Some half a decade on from Tett’s initial queries and four years after the Journal’s near-smoking gun, the British investment bank Barclays has admitted it misled investors and lender about its financial health by lowballing its borrowing costs. Worse, it manipulated Libor—the benchmark for three-quarters of a quadrillion dollars in financial instruments—for at least four years “on an almost daily basis” to help its own traders.

Barclays will pay nearly half a billion dollars to settle the charges and that will be a pittance compared to the shareholder lawsuits, which are now a shoo-in and surely a big reason why Barclays shares plunged 16 percent today. The settlement includes $160 million to the Department of Justice “as part of an agreement in which the bank escaped possible criminal prosecution,” in the WSJ’s words. I reckon you and I’ll have a much harder time paying off the DOJ if they ever come a-knockin’.

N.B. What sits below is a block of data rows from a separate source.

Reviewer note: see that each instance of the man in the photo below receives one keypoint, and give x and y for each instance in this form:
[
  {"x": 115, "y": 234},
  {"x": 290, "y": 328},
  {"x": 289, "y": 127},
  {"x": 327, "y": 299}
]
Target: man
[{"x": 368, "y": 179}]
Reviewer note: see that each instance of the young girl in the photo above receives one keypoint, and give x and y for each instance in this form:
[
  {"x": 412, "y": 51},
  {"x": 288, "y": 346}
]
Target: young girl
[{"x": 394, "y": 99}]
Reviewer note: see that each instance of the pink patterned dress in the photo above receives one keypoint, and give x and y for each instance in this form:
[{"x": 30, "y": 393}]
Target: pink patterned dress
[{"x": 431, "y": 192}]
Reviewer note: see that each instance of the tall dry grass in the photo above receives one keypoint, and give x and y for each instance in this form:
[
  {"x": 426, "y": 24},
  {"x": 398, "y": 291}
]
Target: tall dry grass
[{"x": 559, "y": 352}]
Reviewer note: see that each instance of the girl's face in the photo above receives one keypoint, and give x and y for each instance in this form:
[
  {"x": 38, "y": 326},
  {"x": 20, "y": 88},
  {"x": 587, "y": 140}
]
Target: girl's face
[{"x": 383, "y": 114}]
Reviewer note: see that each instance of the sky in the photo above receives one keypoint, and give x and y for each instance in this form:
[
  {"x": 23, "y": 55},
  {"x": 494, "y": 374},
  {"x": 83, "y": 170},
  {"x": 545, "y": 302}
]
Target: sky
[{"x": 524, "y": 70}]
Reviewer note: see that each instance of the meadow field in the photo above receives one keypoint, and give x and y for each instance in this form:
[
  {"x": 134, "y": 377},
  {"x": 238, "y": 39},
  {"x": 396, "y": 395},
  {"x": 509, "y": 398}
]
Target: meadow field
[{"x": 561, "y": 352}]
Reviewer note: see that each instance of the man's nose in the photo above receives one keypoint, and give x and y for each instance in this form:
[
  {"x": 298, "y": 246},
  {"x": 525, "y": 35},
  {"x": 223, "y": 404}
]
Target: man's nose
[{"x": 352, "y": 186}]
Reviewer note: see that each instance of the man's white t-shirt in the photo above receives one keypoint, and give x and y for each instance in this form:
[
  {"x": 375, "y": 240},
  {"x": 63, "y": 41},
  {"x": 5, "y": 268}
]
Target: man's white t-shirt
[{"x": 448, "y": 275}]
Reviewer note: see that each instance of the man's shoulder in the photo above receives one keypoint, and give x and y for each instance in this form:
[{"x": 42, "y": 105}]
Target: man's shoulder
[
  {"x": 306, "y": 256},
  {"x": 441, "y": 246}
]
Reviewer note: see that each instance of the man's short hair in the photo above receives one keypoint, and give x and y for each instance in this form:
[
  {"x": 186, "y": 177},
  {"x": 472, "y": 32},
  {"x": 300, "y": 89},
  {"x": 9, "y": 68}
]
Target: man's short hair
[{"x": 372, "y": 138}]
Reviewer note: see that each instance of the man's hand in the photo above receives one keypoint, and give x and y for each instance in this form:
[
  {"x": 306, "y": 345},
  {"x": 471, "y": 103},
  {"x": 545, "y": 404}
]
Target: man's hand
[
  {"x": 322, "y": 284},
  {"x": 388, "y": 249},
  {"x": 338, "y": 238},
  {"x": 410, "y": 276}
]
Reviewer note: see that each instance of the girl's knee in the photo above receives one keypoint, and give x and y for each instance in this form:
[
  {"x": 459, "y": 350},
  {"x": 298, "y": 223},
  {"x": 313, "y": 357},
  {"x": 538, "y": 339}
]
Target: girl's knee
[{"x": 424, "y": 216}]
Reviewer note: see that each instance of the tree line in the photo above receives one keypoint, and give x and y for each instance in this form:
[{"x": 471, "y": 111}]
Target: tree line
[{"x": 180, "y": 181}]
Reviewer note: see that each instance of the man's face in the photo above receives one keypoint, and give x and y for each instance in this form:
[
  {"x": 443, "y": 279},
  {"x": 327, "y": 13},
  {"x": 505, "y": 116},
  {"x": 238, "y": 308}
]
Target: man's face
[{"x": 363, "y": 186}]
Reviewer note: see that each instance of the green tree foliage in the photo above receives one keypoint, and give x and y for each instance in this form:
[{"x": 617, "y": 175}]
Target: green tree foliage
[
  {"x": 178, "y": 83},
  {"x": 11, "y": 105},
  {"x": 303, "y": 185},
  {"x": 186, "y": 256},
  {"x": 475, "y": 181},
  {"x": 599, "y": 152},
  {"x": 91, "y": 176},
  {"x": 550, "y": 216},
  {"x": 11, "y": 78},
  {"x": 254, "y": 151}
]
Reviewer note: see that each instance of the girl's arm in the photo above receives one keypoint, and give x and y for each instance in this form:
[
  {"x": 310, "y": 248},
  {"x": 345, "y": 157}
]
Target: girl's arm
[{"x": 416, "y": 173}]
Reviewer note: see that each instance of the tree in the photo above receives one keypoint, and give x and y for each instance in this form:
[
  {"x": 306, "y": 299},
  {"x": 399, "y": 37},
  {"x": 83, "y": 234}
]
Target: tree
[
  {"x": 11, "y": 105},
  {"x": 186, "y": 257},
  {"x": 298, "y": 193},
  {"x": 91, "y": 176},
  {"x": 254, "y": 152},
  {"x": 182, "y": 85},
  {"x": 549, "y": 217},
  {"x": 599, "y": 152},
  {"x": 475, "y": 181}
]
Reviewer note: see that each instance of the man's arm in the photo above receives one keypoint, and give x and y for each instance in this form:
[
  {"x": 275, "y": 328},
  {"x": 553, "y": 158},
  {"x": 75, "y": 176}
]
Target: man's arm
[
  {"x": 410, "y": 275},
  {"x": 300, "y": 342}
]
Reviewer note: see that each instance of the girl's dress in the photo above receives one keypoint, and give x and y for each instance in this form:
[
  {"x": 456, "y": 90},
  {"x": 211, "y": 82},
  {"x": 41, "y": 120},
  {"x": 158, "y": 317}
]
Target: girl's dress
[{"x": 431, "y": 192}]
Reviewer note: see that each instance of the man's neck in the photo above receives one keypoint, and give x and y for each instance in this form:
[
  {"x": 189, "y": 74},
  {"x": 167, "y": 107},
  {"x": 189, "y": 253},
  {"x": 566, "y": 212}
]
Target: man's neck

And it wasn’t just low-level traders inside Barclays who knew what it was up to:

Libor is calculated under the auspices of the British Bankers’ Association. In its filing, the CFTC alleged that a senior manager at Barclays warned the bankers’ association in a phone call in 2008 that the bank hadn’t been submitting accurate Libor rates, while claiming it was not the worst offender on the panel.

“We’re clean, but we’re dirty-clean, rather than clean-clean,” the CFTC said that the Barclays employee stated. It added that the bankers’ association representative responded: “No one’s clean-clean.”

Here’s The New York Times (emphasis mine):

Amid speculation that the bank was struggling to raise money, Barclays’ senior management asked employees to lower the rates submitted to the Libor committee, according to the regulatory filings. Management wanted the bank’s rates in line with rivals. Senior Barclays executives instructed employees not to put your “head above the parapet.”

Some employees resisted, but eventually followed orders from top executives, according to regulatory documents. One concerned employee called the rates “patently false.

“I will reluctantly, gradually and artificially get my libors in line,” another person said.

That sounds like an open-and-shut criminal case against top executives, no? Does Intrade have odds on that? Don’t bet on it if they do.

And Barclays is just the beginning. We know there are major consequences coming to UBS, which admitted in February that it conspired to Libor to profit on derivatives. It also blew the whistle on several other banks it says were in on the scheme, including press favorite Jamie Dimon’s JPMorgan Chase, Citigroup, HSBC, Deutsche Bank, RBS, and others.